Foods commonly implicated include soya products, cow's milk, chocolate, grapes, wheat, oranges, cheese, eggs, peanuts, corn, seafood, oats, melons, tomatoes, sugars, cola and ham.

To determine possible causes of behavioural reactions implement an elimination diet as follows: Prepare meals that contain allowed meats, vegetables fruits and nuts, rice and water but eliminates the above foods.

Keeps a diary of your child's behaviours starting three days before the diet begins. Eliminate suspected foods for five to ten days or until symptoms show improvement lasting at least 48 hours. Begin to add suspected foods, one a day. If a food appears to provoke a reaction don’t give anymore and wait until symptoms subside before adding any new foods. Involve your child in the process, possibly turning it into a game of 'catch the culprit'.

Visualisation can be used for both retaining what is learned by forming a picture in ones mind or for coping with ones behaviour. Some images that can be suggested include:

For calming down:

  • A special place in nature
  • A favourite trip
  • An imaginary journey
  • A secret place

For focusing:

  • A favourite colour
  • A favourite toy
  • A special hero
  • A favourite movie

For responding to criticism:

  • Ducking arrows
  • Letting the breeze pass around
  • Falling off like water off a duck's back
  • Using an imaginary light sabre
  • An imaginary protective white light

 

Deliberate use of colour to highlight material to be learned can assist learning.
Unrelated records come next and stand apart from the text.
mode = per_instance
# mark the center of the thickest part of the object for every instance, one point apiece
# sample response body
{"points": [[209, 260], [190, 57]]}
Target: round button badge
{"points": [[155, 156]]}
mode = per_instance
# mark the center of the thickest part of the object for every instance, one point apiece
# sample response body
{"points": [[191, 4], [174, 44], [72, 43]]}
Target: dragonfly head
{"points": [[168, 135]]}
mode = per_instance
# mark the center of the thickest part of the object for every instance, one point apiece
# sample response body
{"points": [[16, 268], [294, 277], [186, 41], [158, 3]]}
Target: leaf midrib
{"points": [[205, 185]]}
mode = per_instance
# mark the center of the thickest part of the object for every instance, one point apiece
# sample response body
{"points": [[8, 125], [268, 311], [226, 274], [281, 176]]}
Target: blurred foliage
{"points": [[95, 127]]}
Use colour to highlight specific words, numbers or text, or have students use highlighter pens to underline. Children can also use a variety of coloured pens, pencils, crayons, chalk.

Highly stimulating music such as rock may have a calming effect resulting in reduction in motor activity. The prominent beat appears to override surrounding environmental sounds providing focus. Experiment by asking your child to choose the type of music he would like to listen to whilst learning and take notice of beneficial or detrimental effects. Different types of music may be selected on the basis of mood or time of day.